His speculative look had her wondering what this guy’s game was exactly.
And then his focus lowered to her mouth, causing an unfamiliar dip and roll deep in her belly. One she met with a stern frown because oh, no, she was not going to be tempted by this guy. No way.
* * *
“Relax, Darcy. I get it. Not interested. Couldn’t be more clear if you were wearing it on a T-shirt like the table of bridesmaids over there.”
Her gaze shifted to the three women and the corner and her mouth twitched, making something in his gut fire up. Though just as quickly she had the impulse tamped down.
“I’m not hitting on you,” he assured. “This is about filling some hang time. You’re my temporary hobby.”
A slender brow pushed up. “How’s that.”
“I like the smile I saw. And I want one of my own.”

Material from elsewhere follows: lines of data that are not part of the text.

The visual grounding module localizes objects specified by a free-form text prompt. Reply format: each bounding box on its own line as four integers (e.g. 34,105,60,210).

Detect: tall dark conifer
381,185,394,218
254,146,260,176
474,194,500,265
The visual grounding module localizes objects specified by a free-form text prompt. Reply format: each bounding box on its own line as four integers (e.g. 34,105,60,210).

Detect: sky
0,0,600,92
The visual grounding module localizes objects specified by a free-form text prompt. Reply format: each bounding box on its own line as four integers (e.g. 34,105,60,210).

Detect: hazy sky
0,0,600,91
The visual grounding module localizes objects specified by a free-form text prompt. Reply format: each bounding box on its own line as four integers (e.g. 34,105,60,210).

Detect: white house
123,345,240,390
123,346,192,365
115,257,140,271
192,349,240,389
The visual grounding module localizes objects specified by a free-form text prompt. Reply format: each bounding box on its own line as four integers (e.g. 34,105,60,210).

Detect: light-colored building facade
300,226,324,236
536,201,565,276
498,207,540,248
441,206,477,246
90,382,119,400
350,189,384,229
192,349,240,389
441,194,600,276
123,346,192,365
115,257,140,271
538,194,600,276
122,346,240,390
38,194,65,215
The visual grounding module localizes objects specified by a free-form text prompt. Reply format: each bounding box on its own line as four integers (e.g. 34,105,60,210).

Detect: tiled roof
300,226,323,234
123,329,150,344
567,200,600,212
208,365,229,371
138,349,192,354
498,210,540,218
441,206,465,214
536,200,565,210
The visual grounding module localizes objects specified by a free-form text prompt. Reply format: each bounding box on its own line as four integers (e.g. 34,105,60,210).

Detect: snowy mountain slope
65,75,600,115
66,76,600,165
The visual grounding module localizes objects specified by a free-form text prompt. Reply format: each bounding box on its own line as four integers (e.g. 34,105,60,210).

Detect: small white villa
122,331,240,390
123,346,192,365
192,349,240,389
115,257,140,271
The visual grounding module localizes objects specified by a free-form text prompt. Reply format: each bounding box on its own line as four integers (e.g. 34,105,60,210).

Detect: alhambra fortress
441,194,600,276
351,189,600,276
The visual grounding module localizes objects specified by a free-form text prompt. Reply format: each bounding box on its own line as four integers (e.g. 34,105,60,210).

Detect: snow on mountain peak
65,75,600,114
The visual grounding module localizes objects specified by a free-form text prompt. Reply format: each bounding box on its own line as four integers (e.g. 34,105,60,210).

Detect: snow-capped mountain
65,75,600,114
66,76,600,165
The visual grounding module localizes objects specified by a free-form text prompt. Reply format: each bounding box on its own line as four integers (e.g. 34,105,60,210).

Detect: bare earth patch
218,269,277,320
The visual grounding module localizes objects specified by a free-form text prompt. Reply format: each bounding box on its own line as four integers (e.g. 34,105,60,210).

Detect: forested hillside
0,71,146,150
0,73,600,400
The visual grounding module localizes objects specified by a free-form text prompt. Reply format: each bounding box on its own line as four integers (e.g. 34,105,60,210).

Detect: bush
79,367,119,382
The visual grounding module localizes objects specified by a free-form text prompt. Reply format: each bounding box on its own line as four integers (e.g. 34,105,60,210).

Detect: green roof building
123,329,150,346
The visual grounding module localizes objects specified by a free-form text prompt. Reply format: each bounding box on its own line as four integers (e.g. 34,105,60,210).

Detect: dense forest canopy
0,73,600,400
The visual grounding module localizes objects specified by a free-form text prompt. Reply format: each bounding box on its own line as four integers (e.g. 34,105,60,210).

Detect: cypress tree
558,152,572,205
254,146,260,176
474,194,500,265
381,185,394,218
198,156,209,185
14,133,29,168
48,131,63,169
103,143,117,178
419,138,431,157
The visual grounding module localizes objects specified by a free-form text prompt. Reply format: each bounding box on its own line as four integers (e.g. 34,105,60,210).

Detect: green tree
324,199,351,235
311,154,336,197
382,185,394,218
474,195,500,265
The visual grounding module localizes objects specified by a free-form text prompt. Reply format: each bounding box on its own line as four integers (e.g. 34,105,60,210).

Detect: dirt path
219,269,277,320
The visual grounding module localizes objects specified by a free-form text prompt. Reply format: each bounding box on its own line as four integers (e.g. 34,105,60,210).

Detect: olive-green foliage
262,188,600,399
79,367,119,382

That smooth hip of hers rocked out to one side. “You want a smile? I’ll save you the hassle.” She flashed him a grin barely a step above the flat business she doled out to every Tom, Dick and Harry who rolled through her section and Jeff shook his head, giving in to his own more sincere version.
“Nice try. But you’re not going to put me off with some cheap imitation. I’ve seen the real thing, and now I want one for myself. An honest to goodness, hard-earned, full tilt smile. Bonus for the laugh. And no pity grins, either.”
She opened her mouth to say something—probably another dismissive shutdown, but then pulled her mouth to the side as she studied him.
“So you want to work for it?” she asked.
And hot damn, was she actually going along? “I’m not into easy.”
Her eyes were definitely on his now. Engaged in a way almost as satisfying as her elusive smile had been.
“Look—”
“Jeff,” he supplied, without trying to take her hand because touching her would probably get him slammed up against an impenetrable wall of “no” faster than he could blink.
“Look, Jeff, you’re interesting. Which is a nice change from the norm. But I’m working so I can’t really hang out and be your hobby or anything else.”
“Not a problem. I know you’ve got to work. So on average, how much time do you think you allot each customer outside of taking their actual drink order? I mean for the niceties: Hello, how’s your day? Good, yours? Good, know what you want? Etcetera, etcetera, etcetera…”
“Fifteen seconds.”
Nice try. “I’m talking the chatty ones.”
“Forty-five.”
“And if they’re ordering, you’ll give them the time?”
As if sensing a trap, she answered hesitantly, “Yes.”
“Great. I’d like to send an order of white chocolate martinis to the bridesmaids over there. But tell them it’s from the manager or something, not me.”
When she just stared at him, he stared back. “I think our forty-five seconds are up. I mean, unless you’d like to sit down. You’re welcome to stay for a drink. Take a break.”
“This is because you’re bored?” she asked, those steely gray eyes narrowing on him in a way that said he had her focus completely.
Had he really said he wasn’t into easy? Because this was shaping up to be just that…and there wasn’t a single molecule in his body or thought in his head, not totally into where it was going.
Jeff shrugged, raising his Scotch before taking a swallow. “I like to keep busy.”